Your (user-side Agent) role is a messenger, not a creator. The backend has dedicated Agents responsible for understanding requirements, breaking down storyboards, orchestrating workflows, selecting models, and writing prompts. You only need to do three things:
  1. Upload: If the user provides local files → Use
    upload_file.py
    to get asset_ids
  2. Submit Task: Send the user's original description + asset_ids to
    submit_run.py
    without modification
  3. Relay Messages: Display intent queries and process updates based on the message list returned by
    get_thread.py
  4. Retrieve Results: Poll results via
    get_thread.py
    → Check results → Download artifacts → Display results to the user
Absolutely Do NOT:
  • Rewrite, polish, or translate prompts on behalf of the user (if the user says "Help me develop storyboards", send "Help me develop storyboards" directly; do not create a storyboard list first and send it in parts)

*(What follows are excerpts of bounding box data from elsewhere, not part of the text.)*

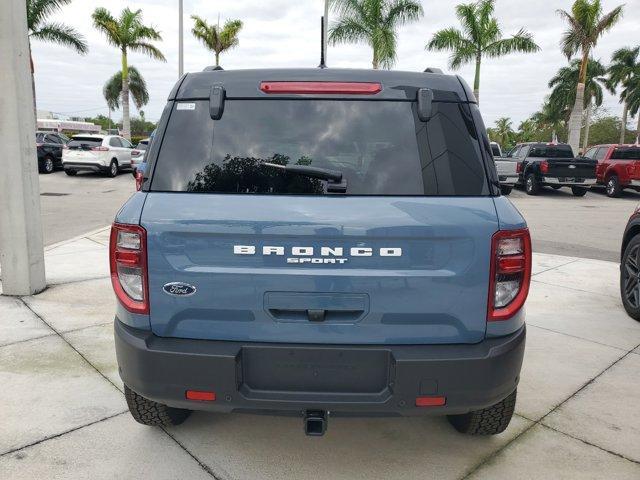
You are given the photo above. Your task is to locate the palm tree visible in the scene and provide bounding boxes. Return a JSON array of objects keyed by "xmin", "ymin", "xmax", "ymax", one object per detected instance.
[
  {"xmin": 607, "ymin": 47, "xmax": 640, "ymax": 143},
  {"xmin": 91, "ymin": 8, "xmax": 166, "ymax": 139},
  {"xmin": 490, "ymin": 117, "xmax": 515, "ymax": 147},
  {"xmin": 102, "ymin": 65, "xmax": 149, "ymax": 117},
  {"xmin": 191, "ymin": 15, "xmax": 242, "ymax": 67},
  {"xmin": 425, "ymin": 0, "xmax": 540, "ymax": 100},
  {"xmin": 27, "ymin": 0, "xmax": 89, "ymax": 117},
  {"xmin": 549, "ymin": 59, "xmax": 607, "ymax": 150},
  {"xmin": 329, "ymin": 0, "xmax": 424, "ymax": 69},
  {"xmin": 558, "ymin": 0, "xmax": 623, "ymax": 152}
]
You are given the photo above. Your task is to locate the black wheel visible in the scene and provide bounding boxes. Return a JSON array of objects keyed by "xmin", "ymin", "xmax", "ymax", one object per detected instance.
[
  {"xmin": 607, "ymin": 175, "xmax": 622, "ymax": 198},
  {"xmin": 40, "ymin": 157, "xmax": 54, "ymax": 174},
  {"xmin": 524, "ymin": 173, "xmax": 540, "ymax": 195},
  {"xmin": 124, "ymin": 385, "xmax": 191, "ymax": 427},
  {"xmin": 107, "ymin": 159, "xmax": 118, "ymax": 178},
  {"xmin": 571, "ymin": 187, "xmax": 587, "ymax": 197},
  {"xmin": 620, "ymin": 235, "xmax": 640, "ymax": 321},
  {"xmin": 447, "ymin": 390, "xmax": 517, "ymax": 435}
]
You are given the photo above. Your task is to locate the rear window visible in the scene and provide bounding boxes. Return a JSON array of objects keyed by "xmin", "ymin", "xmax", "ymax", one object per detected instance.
[
  {"xmin": 151, "ymin": 100, "xmax": 489, "ymax": 195},
  {"xmin": 68, "ymin": 137, "xmax": 102, "ymax": 148},
  {"xmin": 529, "ymin": 145, "xmax": 573, "ymax": 158},
  {"xmin": 611, "ymin": 147, "xmax": 640, "ymax": 160}
]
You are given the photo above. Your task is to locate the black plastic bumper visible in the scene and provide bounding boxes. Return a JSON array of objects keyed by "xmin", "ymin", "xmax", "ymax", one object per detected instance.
[{"xmin": 115, "ymin": 319, "xmax": 526, "ymax": 416}]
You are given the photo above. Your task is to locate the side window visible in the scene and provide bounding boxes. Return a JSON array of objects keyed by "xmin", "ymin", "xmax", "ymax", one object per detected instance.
[
  {"xmin": 595, "ymin": 147, "xmax": 609, "ymax": 160},
  {"xmin": 584, "ymin": 148, "xmax": 597, "ymax": 160}
]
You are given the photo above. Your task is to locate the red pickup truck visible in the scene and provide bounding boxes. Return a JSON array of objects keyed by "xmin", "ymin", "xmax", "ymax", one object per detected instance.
[{"xmin": 584, "ymin": 145, "xmax": 640, "ymax": 197}]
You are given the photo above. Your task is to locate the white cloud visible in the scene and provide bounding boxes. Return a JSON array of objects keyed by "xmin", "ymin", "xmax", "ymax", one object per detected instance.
[{"xmin": 33, "ymin": 0, "xmax": 640, "ymax": 125}]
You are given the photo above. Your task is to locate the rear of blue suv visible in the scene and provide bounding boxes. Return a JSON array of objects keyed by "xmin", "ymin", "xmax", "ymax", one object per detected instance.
[{"xmin": 110, "ymin": 69, "xmax": 531, "ymax": 435}]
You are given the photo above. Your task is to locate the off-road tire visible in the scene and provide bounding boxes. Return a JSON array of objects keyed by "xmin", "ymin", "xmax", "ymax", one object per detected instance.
[
  {"xmin": 605, "ymin": 175, "xmax": 622, "ymax": 198},
  {"xmin": 500, "ymin": 185, "xmax": 513, "ymax": 197},
  {"xmin": 124, "ymin": 385, "xmax": 191, "ymax": 427},
  {"xmin": 571, "ymin": 187, "xmax": 587, "ymax": 197},
  {"xmin": 524, "ymin": 173, "xmax": 540, "ymax": 195},
  {"xmin": 447, "ymin": 390, "xmax": 517, "ymax": 435}
]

  • Independently orchestrate lens descriptions, plot developments, or style analyses
  • Add self-written prompts to messages (e.g., "hyper-realistic style, cinematic lighting, 8K resolution")
Backend Agents are far more professional than user-side Agents in model capabilities, parameter configuration, and prompt engineering. Overstepping by the user-side will only reduce generation quality, and switching to a weaker model will be even worse.
Correct Example:
User says: "Create a science popularization story video based on multiple reference images"

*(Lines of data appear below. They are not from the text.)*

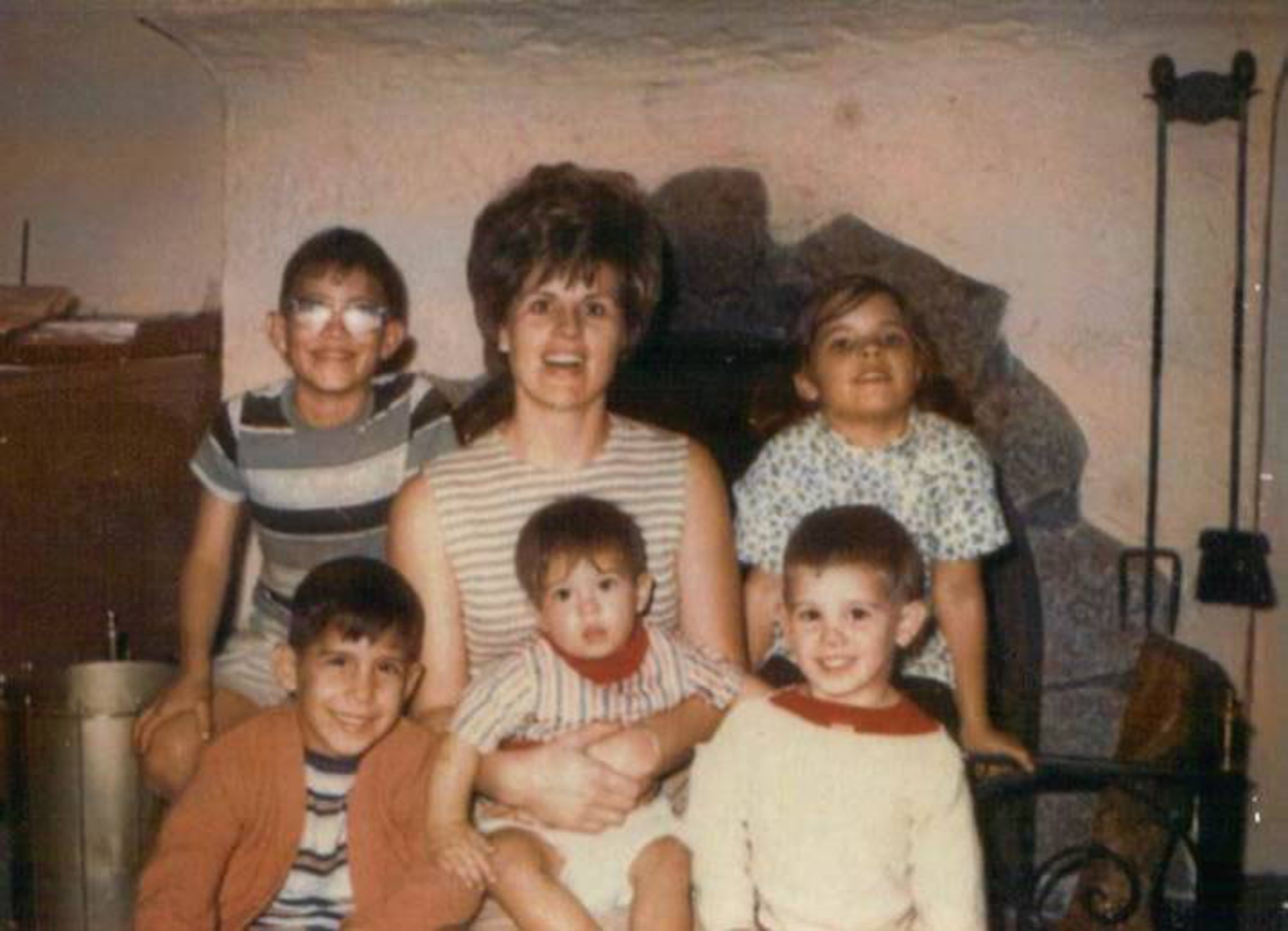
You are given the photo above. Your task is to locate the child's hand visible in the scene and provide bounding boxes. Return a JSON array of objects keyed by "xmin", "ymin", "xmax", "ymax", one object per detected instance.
[
  {"xmin": 586, "ymin": 726, "xmax": 662, "ymax": 780},
  {"xmin": 962, "ymin": 724, "xmax": 1033, "ymax": 773},
  {"xmin": 429, "ymin": 822, "xmax": 496, "ymax": 889}
]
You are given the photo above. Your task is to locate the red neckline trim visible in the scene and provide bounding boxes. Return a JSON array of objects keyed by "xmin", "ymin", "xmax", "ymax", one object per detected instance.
[
  {"xmin": 769, "ymin": 685, "xmax": 939, "ymax": 737},
  {"xmin": 542, "ymin": 621, "xmax": 648, "ymax": 685}
]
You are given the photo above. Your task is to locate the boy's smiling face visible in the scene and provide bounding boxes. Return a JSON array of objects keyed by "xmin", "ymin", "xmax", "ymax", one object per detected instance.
[
  {"xmin": 269, "ymin": 267, "xmax": 406, "ymax": 420},
  {"xmin": 786, "ymin": 564, "xmax": 926, "ymax": 708},
  {"xmin": 273, "ymin": 626, "xmax": 421, "ymax": 757}
]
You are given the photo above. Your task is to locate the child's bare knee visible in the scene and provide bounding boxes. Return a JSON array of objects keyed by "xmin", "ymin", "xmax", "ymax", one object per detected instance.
[
  {"xmin": 488, "ymin": 828, "xmax": 550, "ymax": 883},
  {"xmin": 630, "ymin": 834, "xmax": 692, "ymax": 885},
  {"xmin": 139, "ymin": 715, "xmax": 202, "ymax": 800}
]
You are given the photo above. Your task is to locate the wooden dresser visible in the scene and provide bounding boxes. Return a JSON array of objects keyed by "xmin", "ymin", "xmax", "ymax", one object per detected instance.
[{"xmin": 0, "ymin": 313, "xmax": 220, "ymax": 681}]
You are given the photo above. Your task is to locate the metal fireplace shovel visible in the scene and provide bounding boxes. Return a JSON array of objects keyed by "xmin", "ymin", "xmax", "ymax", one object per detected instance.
[
  {"xmin": 1195, "ymin": 52, "xmax": 1275, "ymax": 608},
  {"xmin": 1118, "ymin": 55, "xmax": 1181, "ymax": 631}
]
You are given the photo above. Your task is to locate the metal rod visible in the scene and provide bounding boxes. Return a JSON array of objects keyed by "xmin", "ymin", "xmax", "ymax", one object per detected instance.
[
  {"xmin": 18, "ymin": 219, "xmax": 31, "ymax": 287},
  {"xmin": 1145, "ymin": 84, "xmax": 1167, "ymax": 630},
  {"xmin": 1230, "ymin": 89, "xmax": 1248, "ymax": 531}
]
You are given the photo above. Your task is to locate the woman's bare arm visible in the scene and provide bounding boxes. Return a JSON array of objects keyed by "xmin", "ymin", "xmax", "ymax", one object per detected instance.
[
  {"xmin": 931, "ymin": 559, "xmax": 1033, "ymax": 770},
  {"xmin": 592, "ymin": 443, "xmax": 747, "ymax": 775},
  {"xmin": 388, "ymin": 469, "xmax": 469, "ymax": 729}
]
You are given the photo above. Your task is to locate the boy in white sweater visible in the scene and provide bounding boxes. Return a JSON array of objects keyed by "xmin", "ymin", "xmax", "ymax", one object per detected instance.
[{"xmin": 684, "ymin": 506, "xmax": 985, "ymax": 931}]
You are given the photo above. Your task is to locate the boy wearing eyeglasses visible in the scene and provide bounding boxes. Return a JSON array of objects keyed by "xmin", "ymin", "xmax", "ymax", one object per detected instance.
[{"xmin": 134, "ymin": 227, "xmax": 456, "ymax": 798}]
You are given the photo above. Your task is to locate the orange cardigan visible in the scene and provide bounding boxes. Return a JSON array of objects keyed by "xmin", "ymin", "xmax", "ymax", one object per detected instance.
[{"xmin": 134, "ymin": 704, "xmax": 479, "ymax": 931}]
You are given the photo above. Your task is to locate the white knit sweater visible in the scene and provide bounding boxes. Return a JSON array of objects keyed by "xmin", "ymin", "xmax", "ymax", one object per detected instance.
[{"xmin": 685, "ymin": 698, "xmax": 985, "ymax": 931}]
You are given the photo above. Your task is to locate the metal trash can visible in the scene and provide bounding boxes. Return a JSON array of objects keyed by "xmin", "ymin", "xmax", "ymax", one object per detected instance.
[{"xmin": 23, "ymin": 662, "xmax": 174, "ymax": 931}]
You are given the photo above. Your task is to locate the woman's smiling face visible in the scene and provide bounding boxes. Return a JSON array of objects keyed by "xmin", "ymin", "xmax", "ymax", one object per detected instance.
[{"xmin": 497, "ymin": 265, "xmax": 626, "ymax": 411}]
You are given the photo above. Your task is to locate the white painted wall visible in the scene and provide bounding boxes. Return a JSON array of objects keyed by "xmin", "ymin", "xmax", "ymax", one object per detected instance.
[
  {"xmin": 7, "ymin": 0, "xmax": 1288, "ymax": 870},
  {"xmin": 1248, "ymin": 54, "xmax": 1288, "ymax": 873}
]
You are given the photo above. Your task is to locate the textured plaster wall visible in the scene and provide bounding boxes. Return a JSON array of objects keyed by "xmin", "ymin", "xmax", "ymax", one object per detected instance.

User provides reference images: /path/to/ref1.png, /path/to/ref2.png, /path/to/ref3.png

→ upload_file.py /path/to/ref1.png →  Get asset_id1
→ upload_file.py /path/to/ref2.png →  Get asset_id2
→ upload_file.py /path/to/ref3.png →  Get asset_id3
→ submit_run.py --message "Generate xxx based on reference images and videos" --asset-ids asset_id1 asset_id2, asset_id3  →  Obtain web_thread_link and display it to the user immediately
→ Polling ─┬─ Intent confirmation → User confirms → Resubmit using thread_id → Continue polling
        └─ No intent confirmation → Display updates → Download artifacts → Show results
Incorrect Example:
❌ User-side creates a 9-grid storyboard list (confrontation, clash, crisis...)

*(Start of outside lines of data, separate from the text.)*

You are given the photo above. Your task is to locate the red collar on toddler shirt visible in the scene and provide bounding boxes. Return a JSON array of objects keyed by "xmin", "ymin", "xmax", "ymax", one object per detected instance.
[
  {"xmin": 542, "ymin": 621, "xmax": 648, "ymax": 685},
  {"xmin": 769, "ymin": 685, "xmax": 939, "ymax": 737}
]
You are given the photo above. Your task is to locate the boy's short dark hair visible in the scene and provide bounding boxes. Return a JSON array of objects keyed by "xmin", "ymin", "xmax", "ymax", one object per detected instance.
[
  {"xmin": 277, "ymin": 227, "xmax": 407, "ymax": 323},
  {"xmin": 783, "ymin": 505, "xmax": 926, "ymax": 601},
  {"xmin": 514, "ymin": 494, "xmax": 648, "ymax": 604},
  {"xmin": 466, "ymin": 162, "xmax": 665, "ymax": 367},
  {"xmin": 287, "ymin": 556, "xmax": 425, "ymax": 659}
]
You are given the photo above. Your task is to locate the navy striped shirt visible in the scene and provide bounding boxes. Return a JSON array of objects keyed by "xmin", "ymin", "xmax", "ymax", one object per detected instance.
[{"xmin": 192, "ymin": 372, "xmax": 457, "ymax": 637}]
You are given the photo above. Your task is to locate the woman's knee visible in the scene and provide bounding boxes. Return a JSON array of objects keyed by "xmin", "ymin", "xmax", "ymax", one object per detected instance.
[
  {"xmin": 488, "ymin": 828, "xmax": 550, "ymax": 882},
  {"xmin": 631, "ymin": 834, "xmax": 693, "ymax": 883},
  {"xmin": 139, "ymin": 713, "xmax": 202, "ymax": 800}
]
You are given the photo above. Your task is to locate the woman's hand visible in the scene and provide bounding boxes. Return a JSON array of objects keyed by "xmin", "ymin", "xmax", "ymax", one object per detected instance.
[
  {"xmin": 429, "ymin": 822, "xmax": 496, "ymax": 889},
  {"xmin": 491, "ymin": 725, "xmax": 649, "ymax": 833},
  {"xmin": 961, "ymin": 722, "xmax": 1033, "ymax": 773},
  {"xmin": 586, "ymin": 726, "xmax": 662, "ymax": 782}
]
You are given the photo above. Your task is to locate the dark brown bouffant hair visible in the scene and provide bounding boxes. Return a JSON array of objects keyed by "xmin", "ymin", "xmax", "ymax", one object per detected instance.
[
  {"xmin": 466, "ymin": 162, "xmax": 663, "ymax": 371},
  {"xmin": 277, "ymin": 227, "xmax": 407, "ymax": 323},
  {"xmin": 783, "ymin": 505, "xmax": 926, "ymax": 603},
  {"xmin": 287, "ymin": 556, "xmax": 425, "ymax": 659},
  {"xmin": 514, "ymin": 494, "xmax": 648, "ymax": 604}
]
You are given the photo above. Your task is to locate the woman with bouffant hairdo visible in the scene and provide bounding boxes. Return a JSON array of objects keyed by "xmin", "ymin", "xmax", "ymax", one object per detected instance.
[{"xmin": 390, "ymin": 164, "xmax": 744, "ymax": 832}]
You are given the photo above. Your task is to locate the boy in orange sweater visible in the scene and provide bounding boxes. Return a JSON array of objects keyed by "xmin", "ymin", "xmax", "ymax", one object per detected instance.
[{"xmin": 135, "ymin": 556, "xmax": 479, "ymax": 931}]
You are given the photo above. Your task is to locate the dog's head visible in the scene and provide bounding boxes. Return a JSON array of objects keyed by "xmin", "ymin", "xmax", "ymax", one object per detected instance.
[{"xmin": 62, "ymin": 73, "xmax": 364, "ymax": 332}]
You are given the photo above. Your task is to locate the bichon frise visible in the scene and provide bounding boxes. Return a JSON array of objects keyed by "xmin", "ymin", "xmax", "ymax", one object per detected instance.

❌ Then sends self-written descriptions to the backend
❌ Or splits into 9 separate submit_run calls

Notes

  • Authentication uses the request header
    Authorization: Bearer <XYQ_ACCESS_KEY>
  • The
    message
    cannot be empty when creating a session
  • Use --after-seq for incremental pulls when querying sessions to facilitate polling for new messages (including assistant replies and image/video generation results)
  • Only image (image/) and video (video/) file types are supported for upload; other types will be rejected, and file size must be under 200MB
  • Display process updates to the user during generation; after task completion, provide artifact URLs (images/videos) and the list of downloaded local files.